За окном тянулись и клубились бесконечные ряды гранатовых деревьев на придорожных склонах, привораживая взгляд тяжелой медью плодов, обметанных на солнце серебристой патиной.


– Расскажи мне, – попросил Тихонин на исходе дня, наскучив вялым молчанием и устав прятать глаза от ослепительного солнца, что уже час как висло впереди над горизонтом. – Расскажи, что ты поделывала, пока меня не было рядом.

Не торопясь с ответом, Мария ушла в правый ряд, сбросила скорость и остановила машину на краю сжатого сухого поля.

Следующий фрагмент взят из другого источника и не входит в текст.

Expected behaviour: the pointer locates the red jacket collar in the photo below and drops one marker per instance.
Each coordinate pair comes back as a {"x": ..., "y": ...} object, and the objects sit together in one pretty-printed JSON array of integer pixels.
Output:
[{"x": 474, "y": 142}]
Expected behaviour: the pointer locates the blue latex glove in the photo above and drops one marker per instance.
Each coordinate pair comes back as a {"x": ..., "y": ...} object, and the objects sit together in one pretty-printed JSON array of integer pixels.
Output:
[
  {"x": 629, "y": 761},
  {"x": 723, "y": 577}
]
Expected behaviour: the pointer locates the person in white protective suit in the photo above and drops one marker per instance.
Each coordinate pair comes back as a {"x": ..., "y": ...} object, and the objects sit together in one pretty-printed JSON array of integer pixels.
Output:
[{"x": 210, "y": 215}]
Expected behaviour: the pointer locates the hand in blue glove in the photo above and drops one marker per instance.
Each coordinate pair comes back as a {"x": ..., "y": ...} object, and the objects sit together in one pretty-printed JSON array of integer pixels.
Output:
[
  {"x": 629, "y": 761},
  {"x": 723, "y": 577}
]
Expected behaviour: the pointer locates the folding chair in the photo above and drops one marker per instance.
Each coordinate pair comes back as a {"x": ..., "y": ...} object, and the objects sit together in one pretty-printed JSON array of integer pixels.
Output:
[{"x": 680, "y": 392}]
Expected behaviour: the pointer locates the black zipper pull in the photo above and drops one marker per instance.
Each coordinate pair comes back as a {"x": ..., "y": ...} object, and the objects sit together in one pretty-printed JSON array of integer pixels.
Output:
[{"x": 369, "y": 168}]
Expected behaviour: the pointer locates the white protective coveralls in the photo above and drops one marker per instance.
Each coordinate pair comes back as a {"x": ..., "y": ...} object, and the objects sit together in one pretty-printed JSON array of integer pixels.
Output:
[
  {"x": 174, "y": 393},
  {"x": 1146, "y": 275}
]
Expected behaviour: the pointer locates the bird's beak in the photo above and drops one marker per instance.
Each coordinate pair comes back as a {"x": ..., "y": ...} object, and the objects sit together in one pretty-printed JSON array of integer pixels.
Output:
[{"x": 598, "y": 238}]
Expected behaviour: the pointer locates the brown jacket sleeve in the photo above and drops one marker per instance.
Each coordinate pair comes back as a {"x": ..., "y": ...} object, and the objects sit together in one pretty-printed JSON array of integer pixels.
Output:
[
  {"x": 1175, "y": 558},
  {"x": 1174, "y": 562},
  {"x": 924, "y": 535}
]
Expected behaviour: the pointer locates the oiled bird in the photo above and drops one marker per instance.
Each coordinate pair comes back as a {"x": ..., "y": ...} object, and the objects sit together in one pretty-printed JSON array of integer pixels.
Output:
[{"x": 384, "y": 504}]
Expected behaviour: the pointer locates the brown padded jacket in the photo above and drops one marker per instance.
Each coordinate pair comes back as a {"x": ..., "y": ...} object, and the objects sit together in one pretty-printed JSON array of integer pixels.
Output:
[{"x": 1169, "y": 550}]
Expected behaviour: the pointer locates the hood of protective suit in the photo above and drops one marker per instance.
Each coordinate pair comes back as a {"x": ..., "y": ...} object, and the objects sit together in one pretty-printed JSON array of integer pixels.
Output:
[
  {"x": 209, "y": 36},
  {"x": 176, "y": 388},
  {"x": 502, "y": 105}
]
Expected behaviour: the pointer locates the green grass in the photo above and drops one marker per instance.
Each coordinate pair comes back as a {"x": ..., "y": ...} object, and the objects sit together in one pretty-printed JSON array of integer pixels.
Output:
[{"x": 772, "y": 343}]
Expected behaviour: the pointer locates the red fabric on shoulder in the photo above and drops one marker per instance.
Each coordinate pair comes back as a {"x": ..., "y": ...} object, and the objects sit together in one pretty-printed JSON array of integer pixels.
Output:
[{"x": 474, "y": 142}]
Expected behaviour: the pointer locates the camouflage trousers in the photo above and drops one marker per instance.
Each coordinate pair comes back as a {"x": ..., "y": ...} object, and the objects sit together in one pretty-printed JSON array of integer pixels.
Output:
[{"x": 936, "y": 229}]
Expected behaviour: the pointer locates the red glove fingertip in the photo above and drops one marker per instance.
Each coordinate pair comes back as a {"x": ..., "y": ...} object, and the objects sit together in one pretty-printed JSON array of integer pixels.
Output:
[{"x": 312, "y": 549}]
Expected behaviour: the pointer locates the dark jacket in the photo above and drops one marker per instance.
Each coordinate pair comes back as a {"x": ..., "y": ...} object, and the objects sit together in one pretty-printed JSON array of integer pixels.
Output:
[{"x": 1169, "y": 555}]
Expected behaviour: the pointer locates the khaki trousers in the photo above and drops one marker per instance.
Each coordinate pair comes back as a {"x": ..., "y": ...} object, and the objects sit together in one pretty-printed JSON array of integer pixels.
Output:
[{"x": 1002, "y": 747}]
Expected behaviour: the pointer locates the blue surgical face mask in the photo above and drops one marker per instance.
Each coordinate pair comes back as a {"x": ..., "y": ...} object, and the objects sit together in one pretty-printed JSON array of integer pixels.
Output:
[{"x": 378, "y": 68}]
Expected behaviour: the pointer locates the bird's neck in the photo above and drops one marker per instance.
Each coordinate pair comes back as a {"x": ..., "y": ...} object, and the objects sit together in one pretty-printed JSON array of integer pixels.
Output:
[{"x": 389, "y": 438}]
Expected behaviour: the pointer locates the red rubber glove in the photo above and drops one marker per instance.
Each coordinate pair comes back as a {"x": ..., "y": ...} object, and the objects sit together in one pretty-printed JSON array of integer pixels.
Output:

– Что-то не так? – с беспокойством спросил Тихонин.

– Спина, – ответила Мария, осторожно выпрямилась и прислушалась с себе. – Что я поделывала, говоришь? Спасалась как могла от остеохондроза. Не всю жизнь, но с некоторых пор. Поэтому старалась избегать поездок за рулем дальше магазина или, на худой конец, Де-Мойна.

– Прости, – только и сказал Тихонин.

– Ты это из вежливости – или ты страдаешь от чувства вины?

Тихонин потерянно молчал.

– Страдай, – она погладила его теплой ладонью по щеке. – И потерпи, сейчас пройдет. Мне только надо походить немного.

Она открыла дверцу и опасливо ступила на асфальт. Вышел и Тихонин. Ветер ударил в лица, его горячий гул шел с гор. По асфальту пролетали, шипя и шелестя, редкие автомобили. С грохотом и скрипом проехали гуськом три небыстрых трактора с открытыми прицепами, доверху нагруженными спелыми красными перцами… Мария скованно прохаживалась вдоль обочины, вминая костяшки пальцев себе в шею, и громко рассказывала, на Тихонина не глядя, будто бы и не ему:

– Что я поделывала, что я поделывала… Удивлялась каждый день самой себе. Я, с детства грезившая только лишь о бегстве: от матери, от всех, к кому привыкла, и от всего, к чему успела притерпеться, и каждым бредом бредившая только о движении, только о дороге все равно куда, о нетерпении увидеть, что там, за поворотом – за этим, тем; за следующим; за другим, причем на каждом новом повороте заряжаясь новым жутким нетерпением, – вот как я умудрилась превратиться в нечто вроде таксы на коротком поводке в намертво обжитом жилье, на неподвижном островке в океанах кукурузы?.. Ты мне скажешь: а хайвэй? куда-то он ведет оттуда, хоть в ту сторону, хоть в эту?.. А я тебе скажу: а что хайвэй? я знаю наизусть, куда ведет хайвэй, причем в любую сторону. И нетерпение на нем одно: доехать поскорее куда едешь – пока ты не уснула за рулем или пока тебе не прихватило спину.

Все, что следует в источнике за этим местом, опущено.